Obama claims that he is going to fight terrorism by attacking Afghans instead of Iraqis, as well as maintain an “overwatch” presence of tens of thousands of troops in Iraq. Where will the troops come from?
Well, he has stated that he wants to expand the ground forces by 93,000 (both Army and Marines).
Lyndon Johnson started out like this, nickel-diming, and eventually found himself with 500,000 American troops occupying Vietnam. Several years later, the last US troops were literally driven out of Vietnam at gunpoint. Johnson didn’t run that war; the war ran him.
That’s where Obama is headed right now; and for the record, that does not mean there is no difference between him and McCain, or that I am encouraging electoral abstinence. Those are red herrings.
It means the war has in many respects escaped the calculable control of the American state no matter who the President is.
Obama will be the next chief executive of the American state – a state by, for, and of the business class. That’s the job description. That business class depends on the larger economy which is materially dependent on massive and unceasing throughputs of fossil hydrocarbons. That same economy has been overrun by rentier capitalists who have driven the global economy over a cliff.
Competitors are on the horizon, China, Russia, India, Brazil… but mostly Western Europe. The war is one central drama in a multiply-determined crisis that also includes immanent food shortages, water famines, radical climate shifts, and the general decay of inter-class stability.
Obama did not inherit Bush’s war, except in the details. He inherited a business class’s war that was inevitable (though not in its present form).
The United States was going to reposition its international military after the Cold War in any case; the old disposition for “containing” the Soviet Union was obsolete after all. And given the most obvious of considerations, the place to seek permanent and fully operational military bases abroad was in Southwest Asia. That’s where the hydrocarbons are; and when you have the hydrocarbons, you have the competition on a nose ring.
Following through with this is Obama’s job after…
I dredge this up because Afghanistan is in the news. At Asia Times today (a pub that is actually interested in the region enough to publish detailed articles about it), the top four pieces are related to the Af-Pak War: (1), (2), (3), and (4); and the fifth article is about Iraq.
It’s always risky — if you mind being shown to have been wrong — to pull up old prognostications, because reality has already started to fray them. But I’m cool with that. It’s how we learn, I think. The main prognostication that seems to be actualizing with alarming force, however, is the Af-Pak War, which the CIA has massively escalated with its secret attacks in Pakistan, a now more destabilized nuclear state. The match has already been introduced to the tinderbox.

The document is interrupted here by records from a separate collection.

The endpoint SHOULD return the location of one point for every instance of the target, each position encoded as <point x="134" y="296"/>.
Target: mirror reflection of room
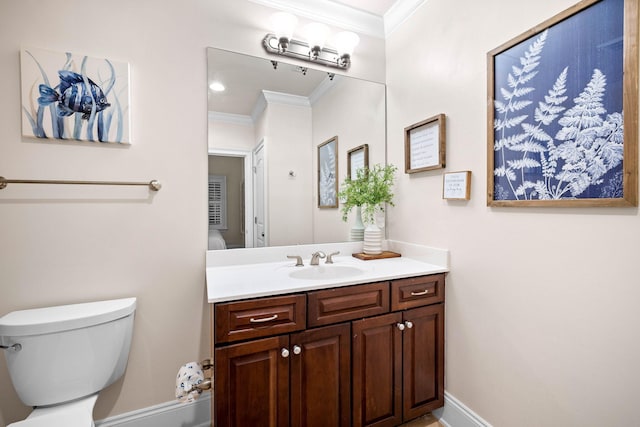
<point x="266" y="120"/>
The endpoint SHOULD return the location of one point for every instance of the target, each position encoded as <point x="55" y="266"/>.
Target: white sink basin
<point x="325" y="272"/>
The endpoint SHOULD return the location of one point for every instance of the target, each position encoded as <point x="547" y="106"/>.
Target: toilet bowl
<point x="60" y="358"/>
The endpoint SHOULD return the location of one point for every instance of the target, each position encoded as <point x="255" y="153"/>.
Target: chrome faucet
<point x="315" y="256"/>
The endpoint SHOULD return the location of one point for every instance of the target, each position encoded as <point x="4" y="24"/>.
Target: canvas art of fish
<point x="74" y="95"/>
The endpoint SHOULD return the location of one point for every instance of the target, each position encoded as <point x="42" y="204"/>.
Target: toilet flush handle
<point x="16" y="347"/>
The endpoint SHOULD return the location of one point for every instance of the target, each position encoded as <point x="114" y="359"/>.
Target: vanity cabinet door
<point x="252" y="384"/>
<point x="377" y="371"/>
<point x="423" y="360"/>
<point x="320" y="377"/>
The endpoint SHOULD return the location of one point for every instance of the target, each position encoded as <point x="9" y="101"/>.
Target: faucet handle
<point x="329" y="257"/>
<point x="298" y="259"/>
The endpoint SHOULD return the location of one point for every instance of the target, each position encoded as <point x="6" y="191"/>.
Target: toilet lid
<point x="55" y="420"/>
<point x="78" y="413"/>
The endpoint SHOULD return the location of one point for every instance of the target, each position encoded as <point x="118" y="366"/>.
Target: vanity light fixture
<point x="281" y="42"/>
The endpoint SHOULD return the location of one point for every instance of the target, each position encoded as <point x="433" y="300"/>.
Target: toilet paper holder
<point x="206" y="384"/>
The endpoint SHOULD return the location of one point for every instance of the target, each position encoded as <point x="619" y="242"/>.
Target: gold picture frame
<point x="328" y="174"/>
<point x="556" y="132"/>
<point x="425" y="145"/>
<point x="357" y="158"/>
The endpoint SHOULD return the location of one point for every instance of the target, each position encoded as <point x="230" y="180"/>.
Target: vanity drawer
<point x="347" y="303"/>
<point x="242" y="320"/>
<point x="417" y="291"/>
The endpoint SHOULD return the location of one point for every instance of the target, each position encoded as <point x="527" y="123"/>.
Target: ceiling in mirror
<point x="245" y="77"/>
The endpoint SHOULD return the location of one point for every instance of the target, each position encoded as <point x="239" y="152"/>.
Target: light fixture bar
<point x="300" y="50"/>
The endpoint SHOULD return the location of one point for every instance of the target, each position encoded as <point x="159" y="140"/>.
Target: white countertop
<point x="249" y="273"/>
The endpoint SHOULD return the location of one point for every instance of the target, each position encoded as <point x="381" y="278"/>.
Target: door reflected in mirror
<point x="265" y="127"/>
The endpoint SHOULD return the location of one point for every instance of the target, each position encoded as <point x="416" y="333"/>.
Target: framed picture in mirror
<point x="328" y="173"/>
<point x="424" y="145"/>
<point x="357" y="158"/>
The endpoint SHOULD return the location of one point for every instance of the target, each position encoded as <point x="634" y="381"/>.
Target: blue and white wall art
<point x="558" y="128"/>
<point x="74" y="97"/>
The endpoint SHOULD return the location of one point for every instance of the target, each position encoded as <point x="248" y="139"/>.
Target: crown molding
<point x="348" y="18"/>
<point x="237" y="119"/>
<point x="330" y="13"/>
<point x="271" y="97"/>
<point x="400" y="12"/>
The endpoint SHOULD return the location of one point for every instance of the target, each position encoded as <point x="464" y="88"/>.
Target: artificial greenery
<point x="371" y="189"/>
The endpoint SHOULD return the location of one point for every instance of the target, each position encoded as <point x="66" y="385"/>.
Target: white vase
<point x="372" y="240"/>
<point x="357" y="231"/>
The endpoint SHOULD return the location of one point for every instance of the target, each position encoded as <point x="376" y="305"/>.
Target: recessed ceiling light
<point x="217" y="87"/>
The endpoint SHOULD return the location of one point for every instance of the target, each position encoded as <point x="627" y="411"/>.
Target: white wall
<point x="288" y="142"/>
<point x="69" y="244"/>
<point x="542" y="318"/>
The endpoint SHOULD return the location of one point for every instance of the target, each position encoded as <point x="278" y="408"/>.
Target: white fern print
<point x="328" y="195"/>
<point x="535" y="163"/>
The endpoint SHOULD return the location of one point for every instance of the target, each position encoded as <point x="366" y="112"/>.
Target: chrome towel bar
<point x="153" y="185"/>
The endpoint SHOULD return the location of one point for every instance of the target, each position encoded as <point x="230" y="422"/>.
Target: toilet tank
<point x="67" y="352"/>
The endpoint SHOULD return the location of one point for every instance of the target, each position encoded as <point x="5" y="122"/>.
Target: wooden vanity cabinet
<point x="364" y="355"/>
<point x="300" y="379"/>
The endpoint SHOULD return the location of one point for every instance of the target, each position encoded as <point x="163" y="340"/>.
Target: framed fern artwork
<point x="328" y="173"/>
<point x="563" y="110"/>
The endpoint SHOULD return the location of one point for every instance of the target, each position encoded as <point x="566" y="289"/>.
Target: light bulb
<point x="345" y="42"/>
<point x="316" y="34"/>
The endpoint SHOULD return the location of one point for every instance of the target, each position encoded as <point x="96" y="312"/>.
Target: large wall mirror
<point x="264" y="131"/>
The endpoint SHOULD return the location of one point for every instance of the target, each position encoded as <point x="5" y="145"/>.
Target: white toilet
<point x="59" y="358"/>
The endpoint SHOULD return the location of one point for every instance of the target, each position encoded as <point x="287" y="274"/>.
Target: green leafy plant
<point x="371" y="189"/>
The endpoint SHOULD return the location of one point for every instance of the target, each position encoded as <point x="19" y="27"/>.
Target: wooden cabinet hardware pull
<point x="264" y="319"/>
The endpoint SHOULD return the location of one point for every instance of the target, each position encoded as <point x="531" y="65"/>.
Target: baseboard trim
<point x="169" y="414"/>
<point x="198" y="414"/>
<point x="455" y="414"/>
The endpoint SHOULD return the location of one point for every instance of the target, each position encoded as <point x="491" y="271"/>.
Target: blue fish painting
<point x="75" y="95"/>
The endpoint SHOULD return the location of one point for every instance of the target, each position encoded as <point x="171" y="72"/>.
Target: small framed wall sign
<point x="456" y="185"/>
<point x="424" y="145"/>
<point x="357" y="158"/>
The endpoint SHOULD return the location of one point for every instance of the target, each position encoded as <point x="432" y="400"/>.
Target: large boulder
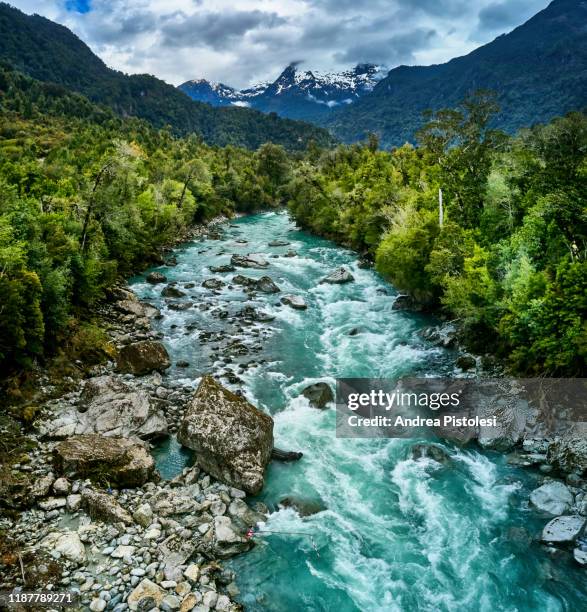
<point x="109" y="407"/>
<point x="338" y="277"/>
<point x="568" y="454"/>
<point x="249" y="261"/>
<point x="232" y="439"/>
<point x="142" y="358"/>
<point x="104" y="507"/>
<point x="563" y="529"/>
<point x="119" y="461"/>
<point x="318" y="394"/>
<point x="552" y="498"/>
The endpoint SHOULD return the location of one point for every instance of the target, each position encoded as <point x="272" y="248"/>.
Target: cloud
<point x="241" y="42"/>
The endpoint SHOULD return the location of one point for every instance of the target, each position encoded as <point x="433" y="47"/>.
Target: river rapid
<point x="395" y="533"/>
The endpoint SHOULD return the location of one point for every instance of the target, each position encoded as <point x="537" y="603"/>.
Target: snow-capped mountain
<point x="298" y="94"/>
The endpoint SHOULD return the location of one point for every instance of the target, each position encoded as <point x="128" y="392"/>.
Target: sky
<point x="242" y="42"/>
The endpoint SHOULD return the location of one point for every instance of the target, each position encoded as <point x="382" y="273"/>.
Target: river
<point x="395" y="533"/>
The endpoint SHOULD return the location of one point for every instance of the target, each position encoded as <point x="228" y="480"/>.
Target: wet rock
<point x="319" y="394"/>
<point x="568" y="455"/>
<point x="222" y="269"/>
<point x="146" y="596"/>
<point x="143" y="358"/>
<point x="156" y="277"/>
<point x="266" y="285"/>
<point x="122" y="462"/>
<point x="431" y="451"/>
<point x="295" y="301"/>
<point x="109" y="407"/>
<point x="249" y="261"/>
<point x="232" y="439"/>
<point x="67" y="543"/>
<point x="466" y="362"/>
<point x="552" y="498"/>
<point x="304" y="507"/>
<point x="563" y="529"/>
<point x="213" y="283"/>
<point x="339" y="277"/>
<point x="104" y="507"/>
<point x="171" y="291"/>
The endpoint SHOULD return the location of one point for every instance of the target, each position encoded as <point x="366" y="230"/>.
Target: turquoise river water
<point x="395" y="533"/>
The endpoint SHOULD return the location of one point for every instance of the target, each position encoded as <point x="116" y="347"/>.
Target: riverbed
<point x="394" y="533"/>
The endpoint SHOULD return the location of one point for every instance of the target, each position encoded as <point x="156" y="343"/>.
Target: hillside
<point x="50" y="52"/>
<point x="539" y="71"/>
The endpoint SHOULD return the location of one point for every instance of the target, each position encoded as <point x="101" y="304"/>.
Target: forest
<point x="87" y="198"/>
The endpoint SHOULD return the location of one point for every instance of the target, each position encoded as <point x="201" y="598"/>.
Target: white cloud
<point x="240" y="42"/>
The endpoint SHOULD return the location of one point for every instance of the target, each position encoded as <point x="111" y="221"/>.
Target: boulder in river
<point x="249" y="261"/>
<point x="339" y="277"/>
<point x="120" y="461"/>
<point x="233" y="440"/>
<point x="171" y="291"/>
<point x="156" y="277"/>
<point x="319" y="394"/>
<point x="563" y="529"/>
<point x="142" y="358"/>
<point x="213" y="283"/>
<point x="108" y="406"/>
<point x="222" y="269"/>
<point x="552" y="498"/>
<point x="295" y="301"/>
<point x="568" y="455"/>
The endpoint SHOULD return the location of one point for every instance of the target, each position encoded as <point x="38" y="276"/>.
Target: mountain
<point x="297" y="94"/>
<point x="539" y="71"/>
<point x="49" y="52"/>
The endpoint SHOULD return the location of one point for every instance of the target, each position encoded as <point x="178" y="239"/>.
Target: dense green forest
<point x="510" y="258"/>
<point x="87" y="197"/>
<point x="51" y="53"/>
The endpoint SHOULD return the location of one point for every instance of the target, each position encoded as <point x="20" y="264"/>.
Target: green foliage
<point x="510" y="258"/>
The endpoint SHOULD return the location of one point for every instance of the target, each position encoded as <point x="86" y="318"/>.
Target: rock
<point x="431" y="451"/>
<point x="143" y="515"/>
<point x="142" y="358"/>
<point x="192" y="573"/>
<point x="42" y="486"/>
<point x="266" y="285"/>
<point x="104" y="507"/>
<point x="295" y="301"/>
<point x="221" y="269"/>
<point x="552" y="498"/>
<point x="304" y="507"/>
<point x="61" y="486"/>
<point x="580" y="556"/>
<point x="227" y="542"/>
<point x="119" y="461"/>
<point x="67" y="543"/>
<point x="156" y="277"/>
<point x="249" y="261"/>
<point x="53" y="503"/>
<point x="466" y="362"/>
<point x="338" y="277"/>
<point x="73" y="502"/>
<point x="318" y="394"/>
<point x="232" y="439"/>
<point x="171" y="291"/>
<point x="109" y="407"/>
<point x="405" y="302"/>
<point x="568" y="455"/>
<point x="213" y="283"/>
<point x="563" y="529"/>
<point x="146" y="595"/>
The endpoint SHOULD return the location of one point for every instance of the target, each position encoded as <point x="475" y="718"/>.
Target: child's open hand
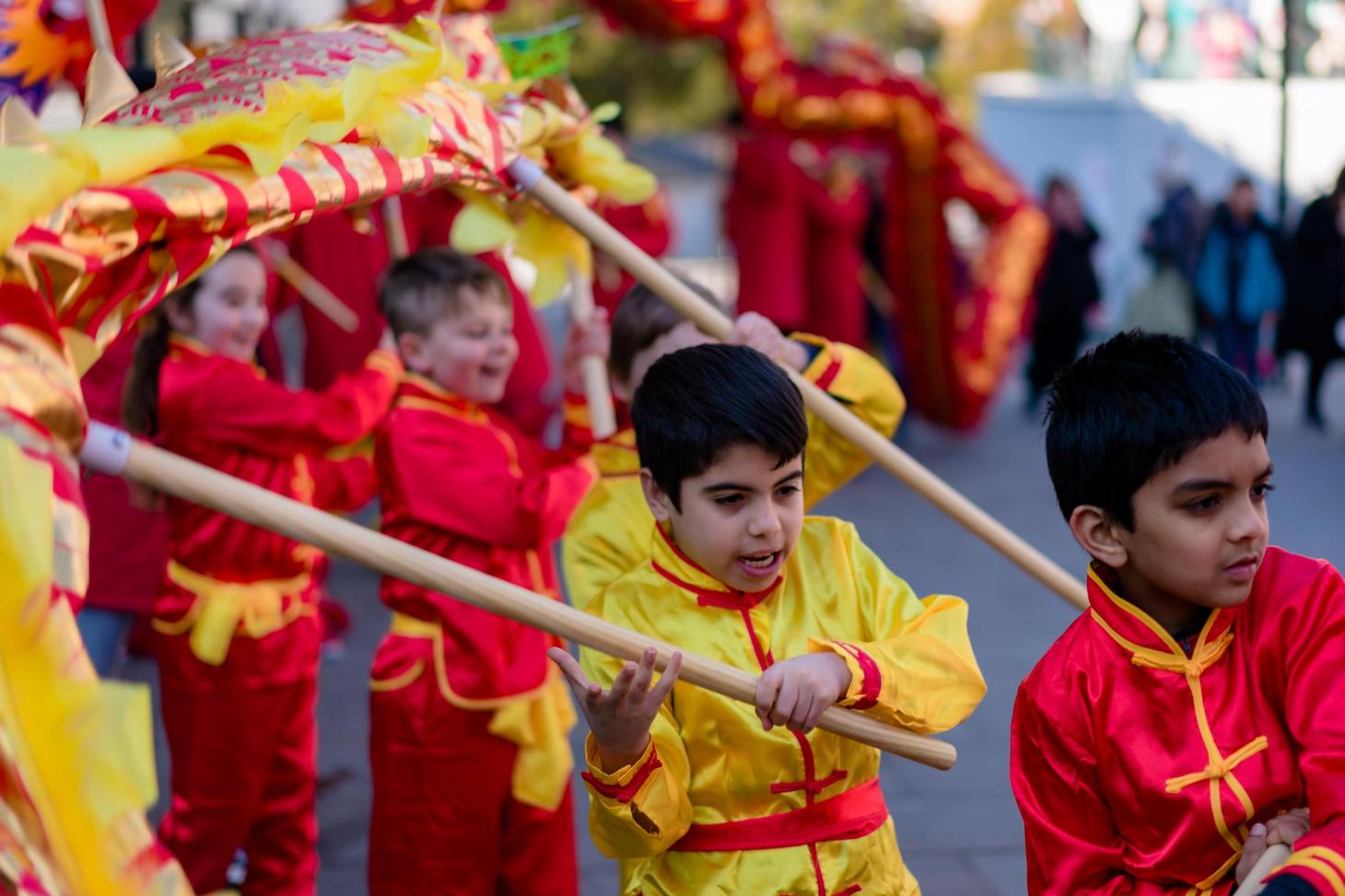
<point x="1283" y="829"/>
<point x="754" y="332"/>
<point x="797" y="692"/>
<point x="587" y="338"/>
<point x="620" y="717"/>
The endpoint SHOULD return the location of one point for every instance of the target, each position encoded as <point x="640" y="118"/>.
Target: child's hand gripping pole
<point x="597" y="391"/>
<point x="310" y="289"/>
<point x="713" y="321"/>
<point x="114" y="452"/>
<point x="1274" y="855"/>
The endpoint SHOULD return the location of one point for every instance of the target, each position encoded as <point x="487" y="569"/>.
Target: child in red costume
<point x="1192" y="716"/>
<point x="468" y="746"/>
<point x="237" y="635"/>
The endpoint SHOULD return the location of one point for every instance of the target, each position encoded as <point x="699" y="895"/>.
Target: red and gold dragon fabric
<point x="96" y="227"/>
<point x="955" y="326"/>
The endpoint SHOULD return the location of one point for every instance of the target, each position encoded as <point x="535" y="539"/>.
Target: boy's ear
<point x="1099" y="533"/>
<point x="654" y="495"/>
<point x="411" y="346"/>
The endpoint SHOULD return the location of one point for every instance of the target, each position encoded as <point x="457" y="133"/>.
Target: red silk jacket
<point x="1140" y="770"/>
<point x="462" y="482"/>
<point x="227" y="414"/>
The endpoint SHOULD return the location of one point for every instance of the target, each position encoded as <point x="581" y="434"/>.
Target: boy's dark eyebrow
<point x="1205" y="484"/>
<point x="728" y="486"/>
<point x="733" y="486"/>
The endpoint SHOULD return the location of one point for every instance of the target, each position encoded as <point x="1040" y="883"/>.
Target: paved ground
<point x="959" y="831"/>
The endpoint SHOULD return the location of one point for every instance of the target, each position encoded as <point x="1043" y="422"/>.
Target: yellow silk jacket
<point x="608" y="533"/>
<point x="717" y="805"/>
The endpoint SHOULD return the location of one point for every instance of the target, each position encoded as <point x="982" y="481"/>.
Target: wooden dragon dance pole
<point x="114" y="452"/>
<point x="713" y="321"/>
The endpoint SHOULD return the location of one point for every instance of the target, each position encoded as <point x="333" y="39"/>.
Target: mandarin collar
<point x="1126" y="622"/>
<point x="423" y="388"/>
<point x="183" y="344"/>
<point x="684" y="572"/>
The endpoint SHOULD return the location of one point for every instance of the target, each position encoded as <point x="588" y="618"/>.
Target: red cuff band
<point x="871" y="683"/>
<point x="829" y="376"/>
<point x="626" y="793"/>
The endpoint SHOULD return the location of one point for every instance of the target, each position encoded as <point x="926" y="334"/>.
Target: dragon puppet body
<point x="99" y="225"/>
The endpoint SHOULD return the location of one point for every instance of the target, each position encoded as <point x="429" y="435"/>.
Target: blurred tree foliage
<point x="684" y="85"/>
<point x="662" y="87"/>
<point x="993" y="42"/>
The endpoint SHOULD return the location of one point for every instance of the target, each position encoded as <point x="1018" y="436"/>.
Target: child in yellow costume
<point x="608" y="533"/>
<point x="692" y="791"/>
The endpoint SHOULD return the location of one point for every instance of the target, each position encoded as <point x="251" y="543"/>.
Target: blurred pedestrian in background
<point x="1066" y="289"/>
<point x="1172" y="241"/>
<point x="1237" y="280"/>
<point x="1316" y="292"/>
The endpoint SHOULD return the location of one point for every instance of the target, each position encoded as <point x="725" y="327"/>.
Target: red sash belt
<point x="848" y="816"/>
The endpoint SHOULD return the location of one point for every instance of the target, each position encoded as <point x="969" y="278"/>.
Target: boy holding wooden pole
<point x="695" y="793"/>
<point x="608" y="533"/>
<point x="468" y="747"/>
<point x="1183" y="724"/>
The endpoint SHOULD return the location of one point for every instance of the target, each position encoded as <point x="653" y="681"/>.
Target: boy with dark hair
<point x="608" y="534"/>
<point x="699" y="794"/>
<point x="468" y="728"/>
<point x="1184" y="723"/>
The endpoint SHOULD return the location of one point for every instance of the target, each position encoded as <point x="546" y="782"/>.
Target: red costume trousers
<point x="445" y="822"/>
<point x="243" y="770"/>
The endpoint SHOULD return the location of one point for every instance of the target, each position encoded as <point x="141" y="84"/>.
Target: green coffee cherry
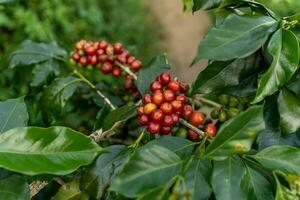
<point x="223" y="99"/>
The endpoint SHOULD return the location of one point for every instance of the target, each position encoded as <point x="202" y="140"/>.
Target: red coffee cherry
<point x="210" y="129"/>
<point x="158" y="98"/>
<point x="155" y="86"/>
<point x="169" y="95"/>
<point x="166" y="108"/>
<point x="153" y="127"/>
<point x="196" y="119"/>
<point x="157" y="115"/>
<point x="174" y="86"/>
<point x="143" y="120"/>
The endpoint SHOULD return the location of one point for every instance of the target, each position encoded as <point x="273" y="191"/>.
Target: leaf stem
<point x="82" y="77"/>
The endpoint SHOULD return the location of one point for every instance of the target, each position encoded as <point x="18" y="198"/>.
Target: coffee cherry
<point x="169" y="95"/>
<point x="174" y="86"/>
<point x="192" y="135"/>
<point x="147" y="99"/>
<point x="158" y="98"/>
<point x="157" y="115"/>
<point x="210" y="129"/>
<point x="166" y="108"/>
<point x="155" y="86"/>
<point x="143" y="120"/>
<point x="149" y="108"/>
<point x="153" y="127"/>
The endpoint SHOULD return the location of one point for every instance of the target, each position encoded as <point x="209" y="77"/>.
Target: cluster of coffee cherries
<point x="107" y="58"/>
<point x="162" y="109"/>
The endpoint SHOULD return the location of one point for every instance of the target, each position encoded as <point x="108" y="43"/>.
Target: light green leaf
<point x="13" y="113"/>
<point x="284" y="48"/>
<point x="55" y="150"/>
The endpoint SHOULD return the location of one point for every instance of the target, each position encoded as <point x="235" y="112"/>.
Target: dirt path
<point x="182" y="35"/>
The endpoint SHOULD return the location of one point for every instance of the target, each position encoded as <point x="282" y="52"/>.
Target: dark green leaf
<point x="236" y="37"/>
<point x="284" y="48"/>
<point x="282" y="158"/>
<point x="13" y="113"/>
<point x="237" y="134"/>
<point x="31" y="53"/>
<point x="118" y="116"/>
<point x="55" y="150"/>
<point x="150" y="167"/>
<point x="14" y="188"/>
<point x="148" y="73"/>
<point x="289" y="110"/>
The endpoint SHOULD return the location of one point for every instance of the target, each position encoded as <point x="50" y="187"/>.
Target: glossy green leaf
<point x="236" y="37"/>
<point x="13" y="113"/>
<point x="150" y="167"/>
<point x="284" y="48"/>
<point x="236" y="135"/>
<point x="182" y="147"/>
<point x="282" y="158"/>
<point x="31" y="53"/>
<point x="118" y="116"/>
<point x="55" y="150"/>
<point x="42" y="71"/>
<point x="14" y="188"/>
<point x="227" y="179"/>
<point x="289" y="110"/>
<point x="148" y="73"/>
<point x="70" y="191"/>
<point x="219" y="76"/>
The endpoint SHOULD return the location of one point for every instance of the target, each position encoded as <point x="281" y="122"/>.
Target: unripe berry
<point x="166" y="108"/>
<point x="157" y="115"/>
<point x="149" y="108"/>
<point x="210" y="129"/>
<point x="169" y="95"/>
<point x="158" y="98"/>
<point x="196" y="119"/>
<point x="153" y="127"/>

The high-side — feeble as it is — is that public opinion is turning against both fronts in this war for strategic redisposition. News personalities are equivocally editorializing on the desirability of abandoning the region militarily. In reaction, there is a push by the war-supporters to dick-up the rhetoric, that is, challenge the masculinity of the leadership for not being rash enough.
Gender remains a powerful political force. If Obama withdraws, he will be feminized by the opposition as the one who wasn’t tough enough to win the war.